淩慎行離開後的第三天,連城下起了大雨。
沐晚坐在窗邊,看著桌子上的東西大皺眉頭。
“還是沒有人願意接種疫苗?”
於術也有些愁眉苦臉:“宣傳早就做了,新城報上也刊登了,大街小巷也貼滿了告示,但,就是沒人敢來。”
“這也不奇怪,雖然世人懼怕天花,可總存有一定僥幸的心理,隻要不得這個病,就會覺得自己逃過了一劫,相反,他們對於天花疫苗這種新生事物反而存在著懷疑的心理,寧願相信自己不會染上天花,也不願意防患於未然。”
“那我們接下來要怎麼辦?”
沐晚道:“隻能繼續宣傳慢慢來消除大家的疑慮,隻要有人敢做第一個吃螃蟹的人,螃蟹就會變成美味。”
說話間,有人敲了下房門,聽著這隨意的敲門聲,沐晚便知道是誰。
尤墨染穿了件灰色毛衣,頭發似剛洗過,有些軟軟的蓬鬆,一雙眼睛眯著,也是半睡半醒的樣子。
“HI!”他掃了一眼於術,“我來得不是時候?”
“你先坐吧。”沐晚指了下對麵的位置,又轉向於術:“於先生,宣傳力度再加大一些,盡量消除人們心中對疫苗的恐懼。”
於術說了聲好,剛要出去又被尤墨染叫住,他舉起一隻手:“於先生,我是來紮疫苗的,你最好多準備一些,不但是我,我們尤家軍火廠裏的每個人都要紮。”
於術愣住了,反應過來之後才不確定的問:“尤少主,你願意注射疫苗?”
“難道這還有假?不過是紮一針而已,有什麼可怕的。”尤墨染凝視著自己的手臂:“一針可以換一輩子的安心,何樂而不為。”
“我記得,你可是很怕打針的。”沐晚笑著看向他,“上次要給你紮針,你可是從醫院裏翻窗跑了。”
尤墨染幹咳了一聲,尷尬的看了眼於術,好在於術並非那種喜歡聽別人笑話的人,臉上一本正經的像是沒聽到。
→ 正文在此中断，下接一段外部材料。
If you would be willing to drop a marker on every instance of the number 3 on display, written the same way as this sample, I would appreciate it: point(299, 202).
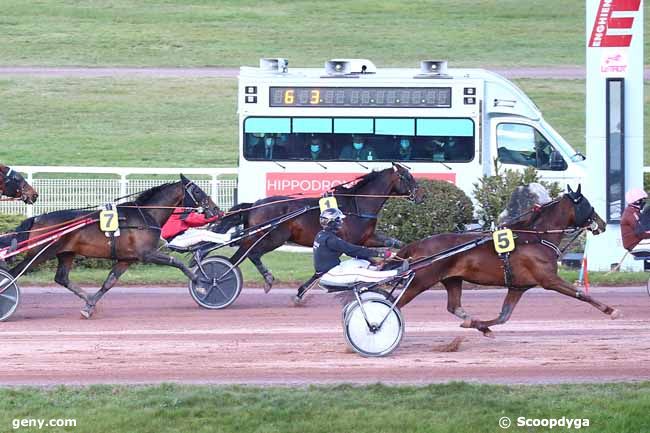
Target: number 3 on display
point(504, 241)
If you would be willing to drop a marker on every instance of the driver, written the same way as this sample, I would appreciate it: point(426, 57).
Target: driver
point(328, 247)
point(634, 223)
point(178, 231)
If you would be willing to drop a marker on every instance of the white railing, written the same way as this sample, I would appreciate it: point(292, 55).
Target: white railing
point(108, 183)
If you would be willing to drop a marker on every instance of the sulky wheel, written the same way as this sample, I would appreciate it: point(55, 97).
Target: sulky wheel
point(368, 294)
point(9, 295)
point(370, 338)
point(218, 283)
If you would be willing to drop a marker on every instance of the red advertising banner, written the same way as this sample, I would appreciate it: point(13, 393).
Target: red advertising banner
point(620, 24)
point(315, 184)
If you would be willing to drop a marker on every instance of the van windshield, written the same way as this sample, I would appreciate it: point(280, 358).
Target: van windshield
point(359, 139)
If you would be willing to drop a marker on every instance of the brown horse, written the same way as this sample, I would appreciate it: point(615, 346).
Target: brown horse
point(361, 203)
point(532, 263)
point(140, 223)
point(14, 185)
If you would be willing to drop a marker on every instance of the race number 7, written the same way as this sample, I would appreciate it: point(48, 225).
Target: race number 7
point(504, 241)
point(327, 203)
point(108, 221)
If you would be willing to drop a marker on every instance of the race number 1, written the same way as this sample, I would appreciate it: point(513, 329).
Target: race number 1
point(504, 241)
point(108, 221)
point(327, 203)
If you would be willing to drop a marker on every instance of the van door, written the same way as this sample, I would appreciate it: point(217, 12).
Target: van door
point(519, 144)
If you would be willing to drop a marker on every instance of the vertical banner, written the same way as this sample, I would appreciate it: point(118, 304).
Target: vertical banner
point(614, 118)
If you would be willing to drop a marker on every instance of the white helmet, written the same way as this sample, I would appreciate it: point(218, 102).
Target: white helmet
point(635, 194)
point(331, 218)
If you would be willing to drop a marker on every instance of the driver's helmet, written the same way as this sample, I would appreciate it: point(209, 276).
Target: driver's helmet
point(635, 195)
point(331, 218)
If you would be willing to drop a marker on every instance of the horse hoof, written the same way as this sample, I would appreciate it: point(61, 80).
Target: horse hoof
point(268, 282)
point(488, 333)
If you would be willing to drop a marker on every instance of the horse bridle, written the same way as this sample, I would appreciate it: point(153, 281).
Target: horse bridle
point(413, 189)
point(12, 183)
point(584, 213)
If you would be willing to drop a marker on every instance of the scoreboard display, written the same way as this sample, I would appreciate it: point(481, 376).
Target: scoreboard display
point(389, 97)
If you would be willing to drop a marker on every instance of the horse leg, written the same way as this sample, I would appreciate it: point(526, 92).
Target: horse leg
point(256, 258)
point(559, 285)
point(116, 272)
point(62, 276)
point(305, 287)
point(158, 258)
point(454, 287)
point(509, 304)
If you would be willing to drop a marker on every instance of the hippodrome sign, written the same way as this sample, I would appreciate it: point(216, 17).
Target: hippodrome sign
point(318, 183)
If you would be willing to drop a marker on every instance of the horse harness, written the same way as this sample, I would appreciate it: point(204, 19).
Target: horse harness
point(147, 219)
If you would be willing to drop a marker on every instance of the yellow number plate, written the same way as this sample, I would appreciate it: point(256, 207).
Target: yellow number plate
point(504, 241)
point(108, 221)
point(327, 203)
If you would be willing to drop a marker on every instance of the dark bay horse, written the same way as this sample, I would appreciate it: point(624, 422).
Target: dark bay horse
point(360, 202)
point(140, 222)
point(532, 263)
point(14, 185)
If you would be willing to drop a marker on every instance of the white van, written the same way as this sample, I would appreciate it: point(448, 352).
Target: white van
point(304, 130)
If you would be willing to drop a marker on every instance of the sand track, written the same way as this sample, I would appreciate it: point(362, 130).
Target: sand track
point(142, 335)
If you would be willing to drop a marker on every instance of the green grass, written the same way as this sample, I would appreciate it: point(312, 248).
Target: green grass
point(119, 122)
point(236, 32)
point(177, 122)
point(455, 407)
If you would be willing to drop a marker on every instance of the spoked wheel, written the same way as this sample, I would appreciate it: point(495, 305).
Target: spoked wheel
point(376, 336)
point(9, 295)
point(366, 295)
point(219, 284)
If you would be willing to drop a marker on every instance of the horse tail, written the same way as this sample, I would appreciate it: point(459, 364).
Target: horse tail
point(20, 234)
point(239, 215)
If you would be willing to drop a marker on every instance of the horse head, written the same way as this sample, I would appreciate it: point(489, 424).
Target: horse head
point(14, 185)
point(584, 214)
point(194, 196)
point(405, 184)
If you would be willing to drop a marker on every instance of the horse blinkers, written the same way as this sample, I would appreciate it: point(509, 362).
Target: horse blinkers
point(15, 186)
point(409, 183)
point(194, 196)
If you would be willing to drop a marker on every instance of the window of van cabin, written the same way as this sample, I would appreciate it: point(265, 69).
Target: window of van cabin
point(358, 139)
point(521, 144)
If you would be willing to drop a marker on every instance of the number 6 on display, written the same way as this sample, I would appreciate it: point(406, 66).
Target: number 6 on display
point(504, 241)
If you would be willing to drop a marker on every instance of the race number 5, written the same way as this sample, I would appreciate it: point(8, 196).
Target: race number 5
point(108, 221)
point(504, 241)
point(327, 203)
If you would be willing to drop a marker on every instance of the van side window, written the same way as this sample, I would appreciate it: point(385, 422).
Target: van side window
point(524, 145)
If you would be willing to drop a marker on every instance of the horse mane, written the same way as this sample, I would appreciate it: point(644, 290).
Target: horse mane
point(526, 219)
point(362, 181)
point(147, 195)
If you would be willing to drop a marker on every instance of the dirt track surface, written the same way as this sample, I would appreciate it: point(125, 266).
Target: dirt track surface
point(159, 335)
point(552, 72)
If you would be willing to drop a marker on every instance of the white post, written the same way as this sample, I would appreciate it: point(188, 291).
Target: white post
point(614, 45)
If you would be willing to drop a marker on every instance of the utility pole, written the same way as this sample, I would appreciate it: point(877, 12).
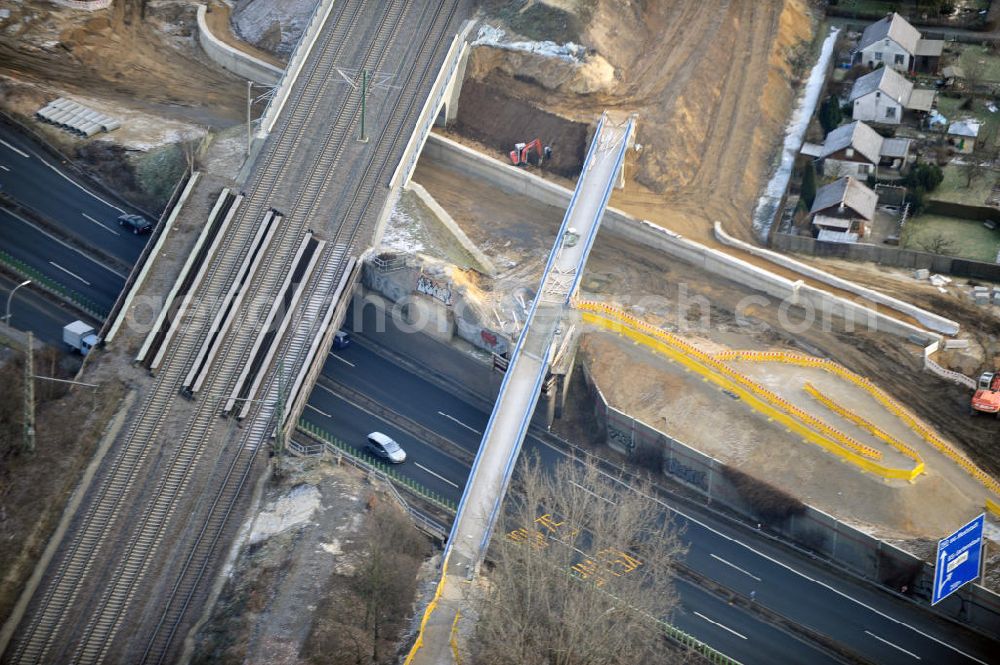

尤墨染這才道:“我看你們的宣傳上說,這個疫苗紮胳膊,上次……上次那個要紮屁股,你想啊,背對著一個人,然後把屁股露出來,等著人家往上麵捅一針,這情景光是說著都覺得毛骨悚然。”
“那你最後不還是紮了嗎?”
說起這事兒,尤墨染幾乎要跳起來:“沐晚,我告訴你,這醫院要不是你開的,我早就告到你們破產了,有醫院指使幾個膀大腰圓的保安把病人按在那裏紮針的嗎?”
尤墨染想著,屁股仍然覺得痛。
沐晚撲哧一聲笑了:“好了,好了,這次的針我親自替你紮,求求尤少主不要去告我們醫院。”
尤墨染哼了一聲:“這還差不多。”
“還有……謝謝。”
尤墨染靜靜的看了她一會兒,旋即抿了抿唇:“不客氣。”
有尤墨染開了頭,又拉攏了許多道上的朋友造聲勢,一時間醫院倒是忙碌了起來。
沐晚在大廳看到了上次“帶頭”退股鬧事的趙天立。
“夫人。”趙天立上前畢恭畢敬的打了招呼:“我帶兒子來紮天花疫苗,還說動了平時要好的兄弟和領居,他們也帶著孩子過來了,夫人一言九鼎,巾幗不讓須眉,就憑這樣的智慧,我趙天立也願意相信夫人。”
沐晚欣慰的笑了。
趙天立帶著人進去了,沐晚轉身就看到幾個熟悉的身影,這些孩子一下就把沐晚圍住了。
沐晚認出天牛,他比上次生病的時候健壯了不少,也黑了不少,一雙眼睛像寶石一般明亮。
天牛媽笑道:“上次天牛得天花的事情是虛驚一場,多虧了夫人的妙手回春,我聽說夫人的醫院可以免費注射天花疫苗,立刻就帶天牛和這些孩子過來了,以後,我們再也不必害怕天花這個惡魔了,夫人對於我們的恩情如同再造,我們連城的百姓都不會忘記夫人的大恩大德。”
說著就要給沐晚跪下來。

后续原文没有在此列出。